The same problem exists for other boundary techniques we have tried, including the wave-transmitting conditions proposed by Klemp and Durran (1983, Mon. Weather Rev., Vol 111, pp 430-444) and modifications of both the damping layer and the transmitting boundary techniques. We are currently implementing a new boundary technique we have developed that makes use of so-called Perfectly Matched Layer (PML) methods developed over the last few years in the fields of computational electromagnetics and ideal-fluid acoustics (e.g., Abarbanel, Gottlieb and Hesthaven, 1999, Journal of Computational Physics, Vol 154, pp 266-283). Preliminary test results are extremely promising and will allow diagnosis of gravity waves generated throughout the evolution of plume overshoot, not simply the earliest times, as is the case now.
Figures 2 and 3 show work on another component of our program, the breaking of gravity waves generated by plume impacts. This simulation includes only the stable region of the solar interior. Large-amplitude gravity waves propagate downward, then break as small-length-scale 3D perturbations grow to nonlinear amplitudes.

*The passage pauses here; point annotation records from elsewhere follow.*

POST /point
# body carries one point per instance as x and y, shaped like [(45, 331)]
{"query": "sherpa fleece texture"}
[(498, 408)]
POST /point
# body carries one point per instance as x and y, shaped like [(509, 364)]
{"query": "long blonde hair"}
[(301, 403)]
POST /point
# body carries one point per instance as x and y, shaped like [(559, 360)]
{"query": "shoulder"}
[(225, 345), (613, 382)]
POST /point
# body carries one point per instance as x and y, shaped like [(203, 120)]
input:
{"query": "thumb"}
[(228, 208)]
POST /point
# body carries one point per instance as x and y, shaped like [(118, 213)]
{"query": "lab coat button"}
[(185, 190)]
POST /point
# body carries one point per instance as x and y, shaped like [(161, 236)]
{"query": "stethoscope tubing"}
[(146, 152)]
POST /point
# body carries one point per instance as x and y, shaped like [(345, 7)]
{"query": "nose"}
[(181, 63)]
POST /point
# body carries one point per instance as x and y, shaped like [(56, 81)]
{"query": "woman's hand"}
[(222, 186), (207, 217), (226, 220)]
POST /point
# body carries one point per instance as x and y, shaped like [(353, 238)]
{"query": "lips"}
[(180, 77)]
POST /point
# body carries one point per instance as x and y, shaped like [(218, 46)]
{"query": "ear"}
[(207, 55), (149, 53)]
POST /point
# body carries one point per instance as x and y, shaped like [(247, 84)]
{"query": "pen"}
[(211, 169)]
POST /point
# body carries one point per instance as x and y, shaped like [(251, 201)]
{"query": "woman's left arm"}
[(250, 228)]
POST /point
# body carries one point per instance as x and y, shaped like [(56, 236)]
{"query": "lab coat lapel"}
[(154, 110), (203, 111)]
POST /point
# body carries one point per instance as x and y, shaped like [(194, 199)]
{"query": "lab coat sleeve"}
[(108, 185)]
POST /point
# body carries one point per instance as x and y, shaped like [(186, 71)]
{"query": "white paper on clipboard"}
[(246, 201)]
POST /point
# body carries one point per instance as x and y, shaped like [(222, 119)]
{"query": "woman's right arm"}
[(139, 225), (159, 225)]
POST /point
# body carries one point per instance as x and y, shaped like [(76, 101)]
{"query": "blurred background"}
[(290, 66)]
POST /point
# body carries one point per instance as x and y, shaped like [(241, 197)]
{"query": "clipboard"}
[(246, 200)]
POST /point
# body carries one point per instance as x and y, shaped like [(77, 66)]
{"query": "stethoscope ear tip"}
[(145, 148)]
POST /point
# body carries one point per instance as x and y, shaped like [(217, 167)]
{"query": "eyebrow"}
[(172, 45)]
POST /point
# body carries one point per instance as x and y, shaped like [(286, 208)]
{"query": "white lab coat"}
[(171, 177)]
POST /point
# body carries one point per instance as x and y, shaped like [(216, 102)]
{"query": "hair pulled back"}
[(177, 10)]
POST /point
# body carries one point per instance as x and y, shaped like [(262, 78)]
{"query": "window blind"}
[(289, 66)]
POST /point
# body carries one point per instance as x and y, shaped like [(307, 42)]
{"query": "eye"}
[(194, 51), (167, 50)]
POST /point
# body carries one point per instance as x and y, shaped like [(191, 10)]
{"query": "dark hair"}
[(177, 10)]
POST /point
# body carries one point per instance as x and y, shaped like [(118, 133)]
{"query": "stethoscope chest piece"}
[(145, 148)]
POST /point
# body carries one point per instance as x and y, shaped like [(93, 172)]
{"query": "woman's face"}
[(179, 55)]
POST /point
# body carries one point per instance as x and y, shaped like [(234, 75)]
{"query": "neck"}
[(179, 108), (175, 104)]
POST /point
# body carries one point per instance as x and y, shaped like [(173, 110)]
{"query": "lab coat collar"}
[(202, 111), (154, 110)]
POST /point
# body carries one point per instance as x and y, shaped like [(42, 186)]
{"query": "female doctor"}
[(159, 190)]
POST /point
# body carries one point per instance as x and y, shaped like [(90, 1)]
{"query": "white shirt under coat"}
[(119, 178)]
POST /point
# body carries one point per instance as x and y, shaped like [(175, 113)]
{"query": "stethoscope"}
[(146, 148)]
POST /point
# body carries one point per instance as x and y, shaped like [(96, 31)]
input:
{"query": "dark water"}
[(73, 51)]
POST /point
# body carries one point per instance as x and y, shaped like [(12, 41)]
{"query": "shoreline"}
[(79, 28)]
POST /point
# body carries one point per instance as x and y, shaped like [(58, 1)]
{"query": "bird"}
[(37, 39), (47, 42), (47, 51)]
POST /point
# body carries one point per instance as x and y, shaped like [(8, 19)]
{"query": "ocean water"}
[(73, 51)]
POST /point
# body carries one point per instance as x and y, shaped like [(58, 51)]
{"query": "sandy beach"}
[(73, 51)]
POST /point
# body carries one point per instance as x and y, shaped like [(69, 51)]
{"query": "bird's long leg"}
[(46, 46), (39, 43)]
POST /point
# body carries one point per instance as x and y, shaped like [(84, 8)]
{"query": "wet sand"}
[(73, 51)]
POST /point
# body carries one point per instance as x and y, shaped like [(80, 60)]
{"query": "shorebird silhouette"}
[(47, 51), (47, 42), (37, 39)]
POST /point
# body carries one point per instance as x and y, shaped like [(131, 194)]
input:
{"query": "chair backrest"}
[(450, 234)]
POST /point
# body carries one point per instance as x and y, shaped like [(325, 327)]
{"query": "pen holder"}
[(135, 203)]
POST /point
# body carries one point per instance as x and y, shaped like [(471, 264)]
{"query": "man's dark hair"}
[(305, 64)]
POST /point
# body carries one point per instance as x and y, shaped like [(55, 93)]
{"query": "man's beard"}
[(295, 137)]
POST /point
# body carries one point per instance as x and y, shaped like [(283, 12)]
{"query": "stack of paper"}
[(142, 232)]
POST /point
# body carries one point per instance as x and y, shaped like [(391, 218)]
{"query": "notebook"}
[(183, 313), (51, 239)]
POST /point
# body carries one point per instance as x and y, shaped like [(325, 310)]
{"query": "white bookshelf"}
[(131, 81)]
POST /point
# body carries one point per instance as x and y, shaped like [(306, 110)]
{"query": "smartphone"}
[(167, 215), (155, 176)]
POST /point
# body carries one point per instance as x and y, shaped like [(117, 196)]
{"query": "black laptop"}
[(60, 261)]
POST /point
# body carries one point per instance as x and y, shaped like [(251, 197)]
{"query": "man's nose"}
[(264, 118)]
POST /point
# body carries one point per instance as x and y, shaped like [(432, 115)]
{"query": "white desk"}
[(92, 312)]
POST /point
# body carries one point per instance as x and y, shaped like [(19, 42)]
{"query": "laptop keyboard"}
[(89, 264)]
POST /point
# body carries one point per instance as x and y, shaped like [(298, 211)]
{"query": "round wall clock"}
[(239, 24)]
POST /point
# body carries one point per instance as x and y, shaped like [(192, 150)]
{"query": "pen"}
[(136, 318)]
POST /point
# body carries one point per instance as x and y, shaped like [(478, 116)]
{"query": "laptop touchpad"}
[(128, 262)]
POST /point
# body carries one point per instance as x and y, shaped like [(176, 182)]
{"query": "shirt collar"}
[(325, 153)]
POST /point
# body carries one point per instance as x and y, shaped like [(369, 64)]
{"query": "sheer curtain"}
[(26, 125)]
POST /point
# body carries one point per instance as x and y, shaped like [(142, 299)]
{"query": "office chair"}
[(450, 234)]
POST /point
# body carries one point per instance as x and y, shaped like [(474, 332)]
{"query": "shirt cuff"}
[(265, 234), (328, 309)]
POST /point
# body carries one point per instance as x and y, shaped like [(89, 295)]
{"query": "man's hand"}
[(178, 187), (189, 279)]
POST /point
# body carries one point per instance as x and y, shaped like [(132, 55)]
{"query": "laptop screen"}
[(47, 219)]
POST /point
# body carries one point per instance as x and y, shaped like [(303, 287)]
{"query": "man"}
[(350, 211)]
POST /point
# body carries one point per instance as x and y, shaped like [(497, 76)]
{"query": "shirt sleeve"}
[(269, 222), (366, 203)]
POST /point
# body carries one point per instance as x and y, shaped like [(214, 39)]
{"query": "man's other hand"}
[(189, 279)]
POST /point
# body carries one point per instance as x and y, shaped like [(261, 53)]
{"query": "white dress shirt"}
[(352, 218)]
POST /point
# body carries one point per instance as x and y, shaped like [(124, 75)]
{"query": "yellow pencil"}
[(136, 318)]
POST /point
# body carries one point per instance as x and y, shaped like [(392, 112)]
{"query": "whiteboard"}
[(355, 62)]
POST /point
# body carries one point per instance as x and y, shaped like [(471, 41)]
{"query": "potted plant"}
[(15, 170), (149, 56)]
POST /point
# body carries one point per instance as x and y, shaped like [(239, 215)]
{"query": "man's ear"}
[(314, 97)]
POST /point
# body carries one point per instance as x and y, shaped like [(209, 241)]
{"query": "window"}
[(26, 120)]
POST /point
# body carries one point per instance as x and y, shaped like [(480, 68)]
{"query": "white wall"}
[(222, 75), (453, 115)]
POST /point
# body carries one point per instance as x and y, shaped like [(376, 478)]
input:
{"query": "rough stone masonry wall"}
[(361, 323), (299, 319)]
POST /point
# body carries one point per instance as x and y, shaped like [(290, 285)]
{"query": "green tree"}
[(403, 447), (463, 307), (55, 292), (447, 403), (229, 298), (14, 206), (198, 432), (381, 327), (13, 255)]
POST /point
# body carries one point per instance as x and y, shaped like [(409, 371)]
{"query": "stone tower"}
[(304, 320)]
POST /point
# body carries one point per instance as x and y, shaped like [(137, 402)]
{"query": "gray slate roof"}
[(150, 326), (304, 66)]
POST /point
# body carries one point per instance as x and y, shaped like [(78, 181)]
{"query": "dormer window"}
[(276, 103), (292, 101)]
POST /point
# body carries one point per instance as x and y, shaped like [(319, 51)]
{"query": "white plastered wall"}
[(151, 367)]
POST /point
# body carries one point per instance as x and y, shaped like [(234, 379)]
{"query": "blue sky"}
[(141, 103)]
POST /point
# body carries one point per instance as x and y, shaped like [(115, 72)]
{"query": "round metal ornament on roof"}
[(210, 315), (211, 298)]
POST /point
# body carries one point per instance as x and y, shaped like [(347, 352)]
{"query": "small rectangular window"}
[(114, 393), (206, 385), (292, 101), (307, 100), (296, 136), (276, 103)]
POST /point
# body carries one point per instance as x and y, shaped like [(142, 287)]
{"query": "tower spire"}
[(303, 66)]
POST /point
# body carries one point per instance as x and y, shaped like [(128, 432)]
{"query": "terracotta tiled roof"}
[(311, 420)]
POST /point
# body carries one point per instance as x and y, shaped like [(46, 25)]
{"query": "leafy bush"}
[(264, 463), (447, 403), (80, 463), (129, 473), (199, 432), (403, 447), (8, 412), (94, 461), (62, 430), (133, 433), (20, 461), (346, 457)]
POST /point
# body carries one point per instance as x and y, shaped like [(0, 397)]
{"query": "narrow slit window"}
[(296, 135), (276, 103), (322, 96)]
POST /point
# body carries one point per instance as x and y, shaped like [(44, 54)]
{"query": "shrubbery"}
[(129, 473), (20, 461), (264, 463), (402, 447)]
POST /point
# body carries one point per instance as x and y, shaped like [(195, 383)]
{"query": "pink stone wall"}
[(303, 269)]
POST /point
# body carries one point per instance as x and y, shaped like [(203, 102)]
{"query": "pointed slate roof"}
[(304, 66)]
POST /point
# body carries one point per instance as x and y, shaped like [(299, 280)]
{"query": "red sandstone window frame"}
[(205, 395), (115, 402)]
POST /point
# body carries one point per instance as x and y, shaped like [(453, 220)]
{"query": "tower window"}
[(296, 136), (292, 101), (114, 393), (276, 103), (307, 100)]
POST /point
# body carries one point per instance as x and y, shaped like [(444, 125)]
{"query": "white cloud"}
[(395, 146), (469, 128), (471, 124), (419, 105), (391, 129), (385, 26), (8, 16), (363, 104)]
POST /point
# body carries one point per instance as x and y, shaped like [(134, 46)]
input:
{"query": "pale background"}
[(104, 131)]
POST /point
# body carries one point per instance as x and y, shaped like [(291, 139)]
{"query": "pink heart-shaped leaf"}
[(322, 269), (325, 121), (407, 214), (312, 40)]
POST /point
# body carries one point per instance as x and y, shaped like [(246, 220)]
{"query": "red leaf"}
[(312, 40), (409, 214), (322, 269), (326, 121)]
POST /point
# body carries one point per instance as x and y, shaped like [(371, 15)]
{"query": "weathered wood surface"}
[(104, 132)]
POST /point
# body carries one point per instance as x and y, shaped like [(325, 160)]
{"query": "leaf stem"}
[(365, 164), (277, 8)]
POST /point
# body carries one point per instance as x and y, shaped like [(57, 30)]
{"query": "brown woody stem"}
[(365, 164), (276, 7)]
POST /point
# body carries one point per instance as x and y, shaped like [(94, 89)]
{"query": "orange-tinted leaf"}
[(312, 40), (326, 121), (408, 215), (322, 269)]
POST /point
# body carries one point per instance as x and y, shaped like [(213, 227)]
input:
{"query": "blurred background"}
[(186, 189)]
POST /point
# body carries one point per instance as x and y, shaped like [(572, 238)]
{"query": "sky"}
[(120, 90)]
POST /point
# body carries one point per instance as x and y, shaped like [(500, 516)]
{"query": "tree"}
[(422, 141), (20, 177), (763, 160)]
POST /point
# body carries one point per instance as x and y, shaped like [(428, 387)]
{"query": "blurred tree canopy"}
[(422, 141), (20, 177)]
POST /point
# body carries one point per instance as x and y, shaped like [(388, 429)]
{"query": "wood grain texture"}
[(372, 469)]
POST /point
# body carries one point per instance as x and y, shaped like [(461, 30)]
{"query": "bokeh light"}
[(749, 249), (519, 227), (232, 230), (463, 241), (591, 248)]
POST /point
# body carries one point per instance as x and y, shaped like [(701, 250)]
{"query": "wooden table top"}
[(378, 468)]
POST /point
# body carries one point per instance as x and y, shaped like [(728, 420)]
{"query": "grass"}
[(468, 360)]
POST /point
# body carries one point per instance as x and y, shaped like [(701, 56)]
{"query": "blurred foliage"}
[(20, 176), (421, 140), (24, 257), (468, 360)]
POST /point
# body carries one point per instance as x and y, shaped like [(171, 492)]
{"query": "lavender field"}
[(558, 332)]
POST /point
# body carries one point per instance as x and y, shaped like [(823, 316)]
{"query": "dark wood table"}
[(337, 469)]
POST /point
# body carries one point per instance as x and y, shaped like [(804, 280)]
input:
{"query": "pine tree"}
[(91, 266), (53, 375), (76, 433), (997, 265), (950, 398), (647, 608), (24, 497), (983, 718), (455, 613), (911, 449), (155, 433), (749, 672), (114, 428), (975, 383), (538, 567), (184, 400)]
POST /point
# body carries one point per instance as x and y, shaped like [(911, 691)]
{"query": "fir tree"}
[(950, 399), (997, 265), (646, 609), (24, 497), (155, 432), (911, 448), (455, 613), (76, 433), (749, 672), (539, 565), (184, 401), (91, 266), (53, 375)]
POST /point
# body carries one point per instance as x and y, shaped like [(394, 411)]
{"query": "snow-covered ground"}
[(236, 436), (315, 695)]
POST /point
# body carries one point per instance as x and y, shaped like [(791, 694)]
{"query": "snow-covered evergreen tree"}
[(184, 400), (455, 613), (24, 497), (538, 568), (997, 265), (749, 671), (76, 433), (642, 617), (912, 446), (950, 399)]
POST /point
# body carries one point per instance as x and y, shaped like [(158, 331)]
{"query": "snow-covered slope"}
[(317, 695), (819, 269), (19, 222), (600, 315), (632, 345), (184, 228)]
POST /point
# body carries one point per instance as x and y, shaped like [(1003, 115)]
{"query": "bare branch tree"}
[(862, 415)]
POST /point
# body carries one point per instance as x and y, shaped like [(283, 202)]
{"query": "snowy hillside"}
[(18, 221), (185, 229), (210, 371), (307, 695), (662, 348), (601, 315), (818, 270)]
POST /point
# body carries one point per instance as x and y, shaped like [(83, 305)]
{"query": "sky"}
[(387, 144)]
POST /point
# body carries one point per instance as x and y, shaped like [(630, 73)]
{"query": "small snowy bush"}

During intermediate times (Figure 2, middle panel of Figure 3), coherent structures in the form of three interleaved vortex loops interact and instigate the transition to smaller scales of motion. Both figures show the magnitude of fluid vorticity. Figure 3 shows a 3D volume rendering of the coherent vortex-loop structures, while Figure 2 shows the evolution in a vertical 2D slice. The time depicted in the middle panel of Figure 3 is the same as that used in Figure 2.
Ongoing and current work concentrates on the effects of shear and poloidal and toroidal magnetic fields as well as improved lower boundary conditions for the coupled stable/unstable layer simulations.
This work is sponsored by NSF Solar Terrestrial grant ATM-981938, NASA Supporting Research and Technology grant NAG5-4918 and contract NASW-99026. NCAR is sponsored by the National Science Foundation.